Poesia e adversidade

Na TV Globo com Paulo Autran, Fernanda Montenegro e Diléa Frate. Conversa amena, tranqüila
Paulo Autran
01/01/2014

15.12.1983
Na TV Globo com Paulo Autran, Fernanda Montenegro e Diléa Frate. Conversa amena, tranqüila. Paulo leu os textos que escrevi para a “Retrospectiva 1983”, programa de fim de ano da emissora — lia e ia gostando, sorrindo. O título que sugeri foi 1983 — Com o coração na mão. Foi uma boa experiência. Usei de poemas que tinha, fiz outros: inseri poesia na TV. Um caminho. Acho que é conseqüência daquele que abri com o Jornal do Brasil, jogando poesia no jornal.

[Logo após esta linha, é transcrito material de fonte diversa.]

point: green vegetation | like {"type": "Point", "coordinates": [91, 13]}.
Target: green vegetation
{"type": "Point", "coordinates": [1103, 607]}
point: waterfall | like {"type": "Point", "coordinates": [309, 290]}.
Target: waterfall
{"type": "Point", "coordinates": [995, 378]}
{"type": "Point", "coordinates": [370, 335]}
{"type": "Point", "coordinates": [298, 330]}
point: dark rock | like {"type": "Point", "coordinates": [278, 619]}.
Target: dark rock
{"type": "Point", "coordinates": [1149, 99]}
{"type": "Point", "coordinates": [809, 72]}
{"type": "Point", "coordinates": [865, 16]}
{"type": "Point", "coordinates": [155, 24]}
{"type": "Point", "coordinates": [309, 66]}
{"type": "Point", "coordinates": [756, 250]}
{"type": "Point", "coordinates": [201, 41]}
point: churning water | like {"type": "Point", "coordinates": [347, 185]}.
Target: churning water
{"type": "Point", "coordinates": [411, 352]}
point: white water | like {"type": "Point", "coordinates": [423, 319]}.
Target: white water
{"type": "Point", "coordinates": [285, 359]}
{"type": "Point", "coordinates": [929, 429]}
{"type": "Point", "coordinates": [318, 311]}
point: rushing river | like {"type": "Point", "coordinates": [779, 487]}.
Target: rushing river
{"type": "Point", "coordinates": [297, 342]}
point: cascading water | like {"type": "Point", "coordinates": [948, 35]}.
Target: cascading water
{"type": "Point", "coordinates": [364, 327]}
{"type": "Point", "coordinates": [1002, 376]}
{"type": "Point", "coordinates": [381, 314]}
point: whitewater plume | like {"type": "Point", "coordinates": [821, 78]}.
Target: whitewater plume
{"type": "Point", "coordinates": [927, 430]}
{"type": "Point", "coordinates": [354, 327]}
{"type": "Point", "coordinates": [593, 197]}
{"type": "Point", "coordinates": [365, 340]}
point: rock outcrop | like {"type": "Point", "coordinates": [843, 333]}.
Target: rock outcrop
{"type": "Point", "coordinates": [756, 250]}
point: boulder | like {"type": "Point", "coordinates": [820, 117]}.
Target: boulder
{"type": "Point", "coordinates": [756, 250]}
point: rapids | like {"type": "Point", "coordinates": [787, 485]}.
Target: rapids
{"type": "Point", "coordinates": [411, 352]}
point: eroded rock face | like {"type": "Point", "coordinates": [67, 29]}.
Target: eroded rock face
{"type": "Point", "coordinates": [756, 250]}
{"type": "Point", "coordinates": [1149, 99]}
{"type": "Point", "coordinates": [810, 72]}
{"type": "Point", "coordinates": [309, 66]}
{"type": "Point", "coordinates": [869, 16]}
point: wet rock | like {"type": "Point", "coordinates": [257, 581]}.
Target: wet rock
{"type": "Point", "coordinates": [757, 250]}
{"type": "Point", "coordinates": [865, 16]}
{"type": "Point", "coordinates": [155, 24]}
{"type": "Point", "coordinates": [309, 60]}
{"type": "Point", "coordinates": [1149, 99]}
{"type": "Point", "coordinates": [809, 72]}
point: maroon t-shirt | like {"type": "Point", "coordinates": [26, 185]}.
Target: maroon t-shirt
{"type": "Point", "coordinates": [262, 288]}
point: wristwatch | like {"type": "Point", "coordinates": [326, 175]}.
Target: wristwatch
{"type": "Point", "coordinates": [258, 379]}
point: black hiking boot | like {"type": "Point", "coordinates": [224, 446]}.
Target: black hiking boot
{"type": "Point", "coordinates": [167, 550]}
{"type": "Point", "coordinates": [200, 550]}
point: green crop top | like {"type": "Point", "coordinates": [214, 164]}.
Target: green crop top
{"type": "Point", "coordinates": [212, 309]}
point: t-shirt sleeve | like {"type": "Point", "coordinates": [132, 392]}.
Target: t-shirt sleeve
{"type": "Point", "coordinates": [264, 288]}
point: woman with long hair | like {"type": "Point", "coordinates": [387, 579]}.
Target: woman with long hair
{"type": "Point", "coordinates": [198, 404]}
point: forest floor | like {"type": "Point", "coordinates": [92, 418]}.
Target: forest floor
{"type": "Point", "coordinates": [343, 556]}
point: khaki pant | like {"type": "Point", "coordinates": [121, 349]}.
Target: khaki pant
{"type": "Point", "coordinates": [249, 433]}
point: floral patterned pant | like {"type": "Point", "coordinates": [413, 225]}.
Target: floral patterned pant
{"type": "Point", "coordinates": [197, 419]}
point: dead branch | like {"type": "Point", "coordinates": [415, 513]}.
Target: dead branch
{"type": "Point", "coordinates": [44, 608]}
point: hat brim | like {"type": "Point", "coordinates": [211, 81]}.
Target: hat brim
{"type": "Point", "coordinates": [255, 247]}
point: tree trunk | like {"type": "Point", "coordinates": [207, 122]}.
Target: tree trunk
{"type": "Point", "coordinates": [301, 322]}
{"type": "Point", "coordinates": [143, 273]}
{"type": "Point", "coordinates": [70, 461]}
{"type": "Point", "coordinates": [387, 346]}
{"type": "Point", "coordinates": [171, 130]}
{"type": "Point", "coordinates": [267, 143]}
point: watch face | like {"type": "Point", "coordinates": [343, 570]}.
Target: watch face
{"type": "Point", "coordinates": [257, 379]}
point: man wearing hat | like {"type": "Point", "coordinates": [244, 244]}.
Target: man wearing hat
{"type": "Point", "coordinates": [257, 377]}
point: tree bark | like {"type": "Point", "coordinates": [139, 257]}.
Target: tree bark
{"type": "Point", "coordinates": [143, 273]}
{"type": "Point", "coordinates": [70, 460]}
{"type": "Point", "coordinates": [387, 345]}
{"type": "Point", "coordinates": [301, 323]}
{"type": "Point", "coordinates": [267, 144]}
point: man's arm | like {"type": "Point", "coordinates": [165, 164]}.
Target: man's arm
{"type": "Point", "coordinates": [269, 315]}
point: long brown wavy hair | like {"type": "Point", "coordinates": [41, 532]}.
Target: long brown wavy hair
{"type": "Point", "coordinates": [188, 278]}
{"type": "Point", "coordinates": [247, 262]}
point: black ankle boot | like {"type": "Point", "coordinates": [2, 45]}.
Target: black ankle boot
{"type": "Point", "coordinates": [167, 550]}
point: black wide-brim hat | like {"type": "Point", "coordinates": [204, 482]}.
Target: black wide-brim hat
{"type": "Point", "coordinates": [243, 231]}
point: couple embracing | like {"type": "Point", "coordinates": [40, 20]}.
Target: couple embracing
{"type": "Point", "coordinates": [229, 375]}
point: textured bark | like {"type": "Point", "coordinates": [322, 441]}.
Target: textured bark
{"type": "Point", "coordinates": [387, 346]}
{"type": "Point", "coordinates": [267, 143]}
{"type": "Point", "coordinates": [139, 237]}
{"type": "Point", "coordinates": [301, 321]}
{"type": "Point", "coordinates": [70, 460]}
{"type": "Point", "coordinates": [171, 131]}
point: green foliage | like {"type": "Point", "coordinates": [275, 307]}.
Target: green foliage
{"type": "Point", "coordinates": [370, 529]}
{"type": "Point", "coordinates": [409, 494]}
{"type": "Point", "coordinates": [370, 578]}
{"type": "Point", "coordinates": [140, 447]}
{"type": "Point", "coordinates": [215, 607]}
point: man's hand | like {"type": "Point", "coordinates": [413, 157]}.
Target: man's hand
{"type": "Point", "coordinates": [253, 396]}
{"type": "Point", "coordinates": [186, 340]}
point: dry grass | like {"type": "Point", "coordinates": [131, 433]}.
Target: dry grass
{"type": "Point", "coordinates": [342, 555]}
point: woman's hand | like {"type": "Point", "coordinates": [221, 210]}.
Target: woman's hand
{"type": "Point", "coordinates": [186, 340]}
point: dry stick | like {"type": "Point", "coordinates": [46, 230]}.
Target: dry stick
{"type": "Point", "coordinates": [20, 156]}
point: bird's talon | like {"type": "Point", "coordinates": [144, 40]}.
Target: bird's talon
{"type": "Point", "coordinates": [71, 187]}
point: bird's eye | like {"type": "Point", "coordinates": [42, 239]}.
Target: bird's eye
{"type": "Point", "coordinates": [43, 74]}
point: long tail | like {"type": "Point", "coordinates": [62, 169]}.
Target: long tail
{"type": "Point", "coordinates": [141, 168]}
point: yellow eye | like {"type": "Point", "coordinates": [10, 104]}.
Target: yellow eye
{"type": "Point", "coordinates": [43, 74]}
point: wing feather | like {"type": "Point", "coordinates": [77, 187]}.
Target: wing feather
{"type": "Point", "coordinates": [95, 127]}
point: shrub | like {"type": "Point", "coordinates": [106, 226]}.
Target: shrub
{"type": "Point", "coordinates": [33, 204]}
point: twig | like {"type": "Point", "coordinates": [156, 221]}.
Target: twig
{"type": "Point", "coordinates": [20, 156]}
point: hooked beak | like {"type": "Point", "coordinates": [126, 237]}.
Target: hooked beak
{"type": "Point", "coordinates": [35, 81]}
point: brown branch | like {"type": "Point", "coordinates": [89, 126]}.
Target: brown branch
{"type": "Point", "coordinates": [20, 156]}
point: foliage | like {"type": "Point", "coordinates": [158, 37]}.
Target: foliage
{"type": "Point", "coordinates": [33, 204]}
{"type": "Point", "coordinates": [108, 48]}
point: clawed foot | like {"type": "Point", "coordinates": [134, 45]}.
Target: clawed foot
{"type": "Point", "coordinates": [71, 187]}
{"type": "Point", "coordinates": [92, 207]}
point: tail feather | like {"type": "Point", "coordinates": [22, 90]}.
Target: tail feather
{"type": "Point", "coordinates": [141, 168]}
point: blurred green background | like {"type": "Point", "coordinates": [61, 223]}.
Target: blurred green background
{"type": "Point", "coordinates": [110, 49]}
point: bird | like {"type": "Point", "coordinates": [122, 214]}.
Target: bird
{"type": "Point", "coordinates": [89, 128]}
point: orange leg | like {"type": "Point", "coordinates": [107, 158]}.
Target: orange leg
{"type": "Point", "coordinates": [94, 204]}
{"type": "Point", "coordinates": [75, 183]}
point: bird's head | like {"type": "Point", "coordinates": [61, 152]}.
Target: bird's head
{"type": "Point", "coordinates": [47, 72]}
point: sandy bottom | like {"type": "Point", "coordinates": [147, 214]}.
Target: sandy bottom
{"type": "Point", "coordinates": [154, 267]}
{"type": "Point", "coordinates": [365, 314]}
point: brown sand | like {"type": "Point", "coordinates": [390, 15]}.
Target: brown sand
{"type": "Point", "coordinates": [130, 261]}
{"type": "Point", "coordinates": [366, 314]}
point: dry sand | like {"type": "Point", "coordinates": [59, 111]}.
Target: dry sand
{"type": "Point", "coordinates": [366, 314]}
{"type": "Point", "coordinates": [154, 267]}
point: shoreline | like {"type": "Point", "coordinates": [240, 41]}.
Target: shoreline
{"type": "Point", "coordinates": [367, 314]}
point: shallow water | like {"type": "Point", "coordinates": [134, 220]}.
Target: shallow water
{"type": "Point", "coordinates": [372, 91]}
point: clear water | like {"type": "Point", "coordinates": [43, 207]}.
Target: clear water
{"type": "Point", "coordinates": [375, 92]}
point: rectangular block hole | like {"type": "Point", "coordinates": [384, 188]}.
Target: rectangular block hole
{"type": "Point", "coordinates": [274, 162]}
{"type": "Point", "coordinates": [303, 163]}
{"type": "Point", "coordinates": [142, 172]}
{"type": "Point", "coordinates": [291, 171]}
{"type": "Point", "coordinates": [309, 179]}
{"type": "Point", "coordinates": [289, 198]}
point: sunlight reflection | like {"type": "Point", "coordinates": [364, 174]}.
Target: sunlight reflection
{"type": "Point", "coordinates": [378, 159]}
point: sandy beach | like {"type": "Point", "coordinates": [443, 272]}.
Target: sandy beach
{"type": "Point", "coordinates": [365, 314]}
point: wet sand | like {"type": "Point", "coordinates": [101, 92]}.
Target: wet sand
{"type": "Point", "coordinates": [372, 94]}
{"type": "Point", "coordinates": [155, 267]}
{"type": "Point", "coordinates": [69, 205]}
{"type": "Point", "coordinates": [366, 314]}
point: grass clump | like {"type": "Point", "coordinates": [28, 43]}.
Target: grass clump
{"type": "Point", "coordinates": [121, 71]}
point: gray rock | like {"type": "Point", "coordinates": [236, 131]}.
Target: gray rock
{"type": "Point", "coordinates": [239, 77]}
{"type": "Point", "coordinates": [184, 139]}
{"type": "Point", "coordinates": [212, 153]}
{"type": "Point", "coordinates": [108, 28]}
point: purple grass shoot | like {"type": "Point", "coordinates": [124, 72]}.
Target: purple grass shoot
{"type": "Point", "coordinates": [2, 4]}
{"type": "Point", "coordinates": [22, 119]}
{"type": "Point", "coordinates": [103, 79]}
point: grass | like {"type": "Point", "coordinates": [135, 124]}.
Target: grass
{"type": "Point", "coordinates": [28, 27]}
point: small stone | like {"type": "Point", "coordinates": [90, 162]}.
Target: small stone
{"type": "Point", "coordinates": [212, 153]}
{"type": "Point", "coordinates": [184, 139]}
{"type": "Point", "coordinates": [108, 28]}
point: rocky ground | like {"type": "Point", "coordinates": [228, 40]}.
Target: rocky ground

Paulo Autran lembrava da Belo Horizonte dos anos 1960, ou fins de 1950: aquela Geração Complemento, o balé do Klauss Vianna, o Teatro Experimental. Naquele tempo, cheguei a pedir/insinuar que Paulo gravasse uns poemas meus. Menino metido! O disco — fantasiava eu — seria só para mim. Ia gravá-lo no estúdio da Rádio Inconfidência. Pura fantasia que não deu certo, obviamente. Mas Autran, na ocasião, me tratou bem. Agora lembrávamos disto com certa doçura.

Curioso: ganhei mais com esses poemas na Globo e na Estrutural do que com os livros de poesia. Quer saber? Eu me sinto numa ótima, na força da criação. Poderia escrever hoje A divina comédia e, amanhã, a Eneida.

(Nota em 2013: Paulo Autran participou do CD de crônicas minhas editadas pelo Paulinho Lima, Luz da Cidade, anos 1990.)

11.11.1989
Ouvindo uma vez mais o disco de poemas de Aragon musicados por Léo Ferré, me ocorreu a necessidade de um ensaio/crônica — A traição dos poetas — sobre o divórcio entre poesia e público, coisa que aconteceu na medida em que os poetas passaram a escrever para si (para ninguém). Ouvindo o disco, penso nos que sabiam se comunicar, como Éluard, Lorca, Neruda, Pessoa, Whitman, etc. Os poetas pararam com as “canções” tipo Lorca. Isto faz falta. Os músicos populares sozinhos não podem.

07.02.1990
Uma coisa impressionante: o projeto gráfico de um livro sobre o pintor Iberê Camargo. A primeira seqüência de fotos disposta como se fossem quadrinhos de cinema, e ele de corpo inteiro atuando diante de uma tela, pintando. No final, depois das coisas sobre a sua obra, uma nova série impressionante de fotos: desta vez ele diante de um stand de tiro, fazendo pose e disparando. As fotos de pintura e as de tiros são parecidíssimas.

Nota: em 5 de dezembro de 1980, Camargo matou a tiros um cidadão desconhecido na rua, supostamente ao interferir em sua briga com uma mulher. Se a Justiça soubesse dessas fotos na época do julgamento, o que faria?

15.09.1990
Num encontro ocasional com Leandro Konder, saúdo-o dizendo/provocando: “Li o artigo em que seu irmão (Rodolfo) rasga a fantasia e abjura o Partido, na Playboy”.

Ele sorri discretamente, sem comentar. Para aliviar, falo que acho bonito a relação dele com o José Guilherme Merquior: tão opostos e, no entanto, tão corteses entre si. Referia-me a um artigo seu sobre mais um livro de Merquior.

Leandro me conta, então, que Merquior foi muito útil e gentil quando Rodolfo esteve preso: dava, mesmo através da embaixada, notícias constantes sobre ele. Foi gentil, também, convidando-o para jantar em seu apartamento de diplomata várias vezes, quando Konder, no exílio, “passava fome”. Disse que ia lá e tirava a barriga da miséria.

É curioso ver como a amizade neste caso reverte a uma coisa positiva — respeito mútuo —, apesar das diferenças ideológicas. Merquior, agressivo com os esquerdistas, respeita Leandro.

Affonso Romano de Sant'Anna

É poeta, cronista e ensaísta. Autor de Que país é este?, entre outros. A coluna Quase diário foi publicada no Rascunho até fevereiro de 2017.